One of the best parts of the afternoon was the section that focused on partnering. As discussed in the lecture-demonstration and Q and A portions, classical Indian dance has relatively little partnering while classical ballet has a lot of partnering. I thought Ms. Vasudevan and Mr. Ramasar were convincingly moving as one. In the best partnering, it seems to me, the man is not simply holding the woman up. Rather, both dancers are dependent on each other; the movement of the one cannot exist, cannot stay in balance, without the movement of the other.

As Rajika Puri, an accomplished classical Indian dancer, experimenter and critic herself, pointed out in the Q and A, to paraphrase her comment, you could see the spaces between the dancers, not just the dancers themselves. You don't get those spaces if both dancers are partnering in the sense of moving in sync while both facing the audience. This partnering in Études was rounded and in the round, for the dancers first and the audience second.

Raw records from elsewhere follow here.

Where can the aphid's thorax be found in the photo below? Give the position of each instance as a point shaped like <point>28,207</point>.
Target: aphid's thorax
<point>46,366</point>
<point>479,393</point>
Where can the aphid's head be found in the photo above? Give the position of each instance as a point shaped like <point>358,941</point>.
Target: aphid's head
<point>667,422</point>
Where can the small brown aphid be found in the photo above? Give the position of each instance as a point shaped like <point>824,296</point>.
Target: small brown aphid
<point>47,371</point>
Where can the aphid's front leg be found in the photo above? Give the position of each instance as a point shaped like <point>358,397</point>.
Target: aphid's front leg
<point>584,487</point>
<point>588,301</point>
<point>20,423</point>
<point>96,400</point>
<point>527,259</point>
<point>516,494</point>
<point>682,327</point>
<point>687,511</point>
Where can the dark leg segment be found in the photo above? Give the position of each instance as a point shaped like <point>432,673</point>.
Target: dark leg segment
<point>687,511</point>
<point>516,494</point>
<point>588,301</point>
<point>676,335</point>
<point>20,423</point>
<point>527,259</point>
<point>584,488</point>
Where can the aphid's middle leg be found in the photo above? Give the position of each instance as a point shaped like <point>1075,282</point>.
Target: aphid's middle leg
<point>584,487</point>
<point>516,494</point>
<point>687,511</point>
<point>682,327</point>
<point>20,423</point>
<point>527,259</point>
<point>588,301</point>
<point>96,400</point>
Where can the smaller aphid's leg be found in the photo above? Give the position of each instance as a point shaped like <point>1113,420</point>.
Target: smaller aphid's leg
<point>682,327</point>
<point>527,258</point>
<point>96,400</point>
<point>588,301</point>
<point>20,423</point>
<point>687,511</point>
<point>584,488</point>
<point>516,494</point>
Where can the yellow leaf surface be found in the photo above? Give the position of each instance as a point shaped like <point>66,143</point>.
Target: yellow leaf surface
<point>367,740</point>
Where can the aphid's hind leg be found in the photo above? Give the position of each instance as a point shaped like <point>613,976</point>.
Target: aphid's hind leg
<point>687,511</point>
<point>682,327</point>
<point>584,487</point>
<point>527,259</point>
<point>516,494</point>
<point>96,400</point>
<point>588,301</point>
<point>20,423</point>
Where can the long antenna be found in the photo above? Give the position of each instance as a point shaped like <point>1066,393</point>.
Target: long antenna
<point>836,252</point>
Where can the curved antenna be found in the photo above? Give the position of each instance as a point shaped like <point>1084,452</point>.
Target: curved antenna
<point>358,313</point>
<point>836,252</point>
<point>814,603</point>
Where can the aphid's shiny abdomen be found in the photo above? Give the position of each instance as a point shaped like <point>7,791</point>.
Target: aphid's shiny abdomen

When done well, partnering is not a static balance; it is a dynamic balance. A problem with discussing partnering as an outside observer is that this kind of partnering when done well is a ready-to-hand/immersive, inner ear kind of experience. The outward evidence suggests that they did achieve this level of inner partnering experience.

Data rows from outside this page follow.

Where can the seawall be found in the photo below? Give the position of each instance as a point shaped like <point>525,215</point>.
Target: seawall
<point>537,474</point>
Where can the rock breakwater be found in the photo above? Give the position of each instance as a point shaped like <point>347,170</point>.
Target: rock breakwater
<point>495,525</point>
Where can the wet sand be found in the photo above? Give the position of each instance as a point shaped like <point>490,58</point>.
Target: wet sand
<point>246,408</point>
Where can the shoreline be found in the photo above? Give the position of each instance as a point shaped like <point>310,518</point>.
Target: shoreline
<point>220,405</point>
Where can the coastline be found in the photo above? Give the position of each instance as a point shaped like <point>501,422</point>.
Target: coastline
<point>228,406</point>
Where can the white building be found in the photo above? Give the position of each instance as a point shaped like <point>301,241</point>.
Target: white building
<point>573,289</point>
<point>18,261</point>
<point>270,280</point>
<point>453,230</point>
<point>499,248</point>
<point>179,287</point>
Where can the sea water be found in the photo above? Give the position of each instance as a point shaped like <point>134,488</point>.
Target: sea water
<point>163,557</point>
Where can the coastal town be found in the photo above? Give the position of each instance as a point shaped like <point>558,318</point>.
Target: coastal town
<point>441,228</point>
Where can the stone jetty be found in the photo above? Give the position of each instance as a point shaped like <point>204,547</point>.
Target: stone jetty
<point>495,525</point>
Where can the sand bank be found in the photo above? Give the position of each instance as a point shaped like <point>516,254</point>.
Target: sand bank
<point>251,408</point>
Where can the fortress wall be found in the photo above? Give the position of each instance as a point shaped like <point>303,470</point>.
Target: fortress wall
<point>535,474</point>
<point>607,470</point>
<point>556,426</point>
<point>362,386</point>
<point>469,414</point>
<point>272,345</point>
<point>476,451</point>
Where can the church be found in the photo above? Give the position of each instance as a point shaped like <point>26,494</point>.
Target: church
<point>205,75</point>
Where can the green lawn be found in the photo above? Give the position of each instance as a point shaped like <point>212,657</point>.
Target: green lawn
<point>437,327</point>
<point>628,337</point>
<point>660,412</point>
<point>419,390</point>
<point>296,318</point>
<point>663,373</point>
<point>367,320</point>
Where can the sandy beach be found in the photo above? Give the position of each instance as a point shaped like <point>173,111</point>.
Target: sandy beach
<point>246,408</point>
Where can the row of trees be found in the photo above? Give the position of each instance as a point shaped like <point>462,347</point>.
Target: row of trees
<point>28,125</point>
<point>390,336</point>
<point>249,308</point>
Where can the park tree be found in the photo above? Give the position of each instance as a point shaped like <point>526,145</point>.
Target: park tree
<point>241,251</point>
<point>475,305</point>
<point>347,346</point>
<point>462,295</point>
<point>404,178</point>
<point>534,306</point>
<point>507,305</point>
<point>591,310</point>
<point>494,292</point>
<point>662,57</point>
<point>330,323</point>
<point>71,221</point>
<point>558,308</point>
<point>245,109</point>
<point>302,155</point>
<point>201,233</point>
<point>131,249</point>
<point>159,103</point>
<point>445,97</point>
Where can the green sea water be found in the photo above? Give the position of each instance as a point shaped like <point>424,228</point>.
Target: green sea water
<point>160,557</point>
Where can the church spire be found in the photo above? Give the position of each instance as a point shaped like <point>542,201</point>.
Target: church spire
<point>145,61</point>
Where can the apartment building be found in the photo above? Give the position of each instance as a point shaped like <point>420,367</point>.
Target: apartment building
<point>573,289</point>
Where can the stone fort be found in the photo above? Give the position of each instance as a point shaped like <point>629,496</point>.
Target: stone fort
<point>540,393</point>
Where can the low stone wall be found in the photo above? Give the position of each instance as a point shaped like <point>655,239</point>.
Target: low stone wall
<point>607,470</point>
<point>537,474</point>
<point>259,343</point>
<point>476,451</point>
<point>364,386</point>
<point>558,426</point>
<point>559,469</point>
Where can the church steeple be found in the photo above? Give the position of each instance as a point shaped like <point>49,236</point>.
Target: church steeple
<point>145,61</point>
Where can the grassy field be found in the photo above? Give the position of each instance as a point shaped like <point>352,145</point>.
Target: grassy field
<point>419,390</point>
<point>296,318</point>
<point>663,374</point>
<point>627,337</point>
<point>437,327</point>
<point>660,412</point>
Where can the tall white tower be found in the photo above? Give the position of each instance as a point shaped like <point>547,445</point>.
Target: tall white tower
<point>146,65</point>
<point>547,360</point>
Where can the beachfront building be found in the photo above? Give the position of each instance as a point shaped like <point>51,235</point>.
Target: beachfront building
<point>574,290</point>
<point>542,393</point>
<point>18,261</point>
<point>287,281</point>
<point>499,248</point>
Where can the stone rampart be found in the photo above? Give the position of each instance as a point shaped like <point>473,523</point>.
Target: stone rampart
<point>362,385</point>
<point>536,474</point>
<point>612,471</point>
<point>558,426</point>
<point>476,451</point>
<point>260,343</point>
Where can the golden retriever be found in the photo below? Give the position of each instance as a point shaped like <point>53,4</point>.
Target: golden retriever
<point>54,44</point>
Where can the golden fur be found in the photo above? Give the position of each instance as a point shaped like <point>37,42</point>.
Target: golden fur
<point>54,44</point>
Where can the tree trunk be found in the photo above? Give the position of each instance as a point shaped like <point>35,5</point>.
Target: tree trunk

Ms. Vasudevan and Mr. Ramasar were at ease while dancing, on the ground and in the air. They created an invitation, for the audience and for the dance community. Ms. Vasudevan called the partnering section of the show a "private world". Mr. Ramasar felt they had created something with honesty and intimacy. While this dance world Ms. Vasudevan and Mr. Ramasar have created is a private world, it is a world that deserves to be shared, both as an eventual finished show and as a continuing collaboration.